At this point, you should understand that "additivity of variance" holds strictly only when all variables are orthogonal. Since perfectly orthogonal data is almost never what you get in practice, covariance cannot be ignored. This matters a great deal when dealing with multicollinearity in generalized linear models, so make sure you understand what it means.

As for the opening example, using A − B to construct C gives the same picture:

n <- 100
a <- runif(n)
b <- runif(n)
c <- a - b

cat("Sample size:", n, "\n")
cat(sprintf("Mean of A: %.4f   Variance of A: %.4f\n", mean(a), var(a)))
cat(sprintf("Mean of B: %.4f   Variance of B: %.4f\n", mean(b), var(b)))
cat(sprintf("Mean of C: %.4f   Variance of C: %.4f\n", mean(c), var(c)))
cat("Cov(A, B):", round(cov(a, b), 4), "\n")
cat("Var(A) + Var(B) - 2*Cov(A, B):", round(var(a) + var(b) - 2 * cov(a, b), 4), "\n")
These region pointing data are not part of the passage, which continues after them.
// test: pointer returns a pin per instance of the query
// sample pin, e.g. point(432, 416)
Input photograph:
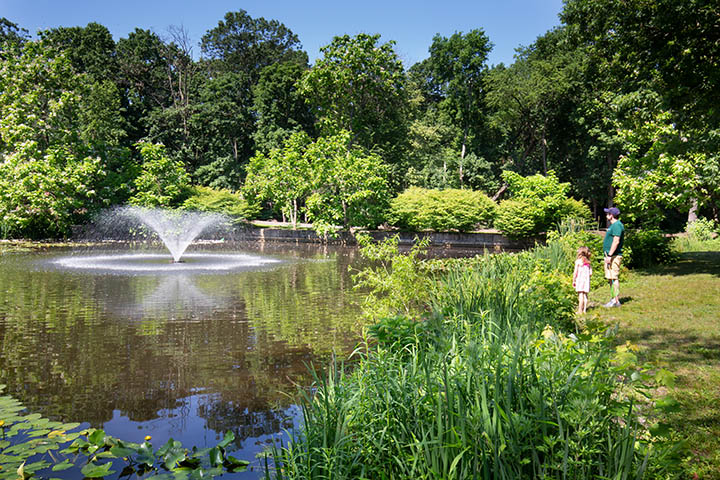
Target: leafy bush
point(162, 182)
point(702, 229)
point(536, 204)
point(645, 248)
point(206, 199)
point(575, 209)
point(572, 235)
point(519, 218)
point(44, 196)
point(440, 210)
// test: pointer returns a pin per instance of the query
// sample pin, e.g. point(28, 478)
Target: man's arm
point(613, 248)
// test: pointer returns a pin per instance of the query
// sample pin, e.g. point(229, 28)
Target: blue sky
point(412, 24)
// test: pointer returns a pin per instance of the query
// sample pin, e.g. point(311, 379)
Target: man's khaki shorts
point(612, 270)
Because variance involves squaring, the sign of the operation makes no difference. You can probably work out why on your own.

Finally, among all statistics that describe variation, variance is the one that most naturally satisfies the additivity principle. The squaring operation eliminates sign cancellation and enables clean orthogonal decomposition; the algebraic properties of the square function allow terms to separate neatly after expansion. This is why statistical modeling (t-tests, ANOVA, and linear regression all count as statistical modeling) favors variance as the standard measure of error.

If that last part does not quite click, do not worry. It will not stop you from understanding statistical methods.

One more thing: most large language models cannot reliably distinguish "independent" from "orthogonal." If you feed the first code block in this article to a language model, most will attribute the discrepancy to the sample size being too small, or to not having drawn enough repeated samples to observe the expected value. Neither explanation correctly accounts for the additivity of variance. Keep that in mind when using language models to study statistics.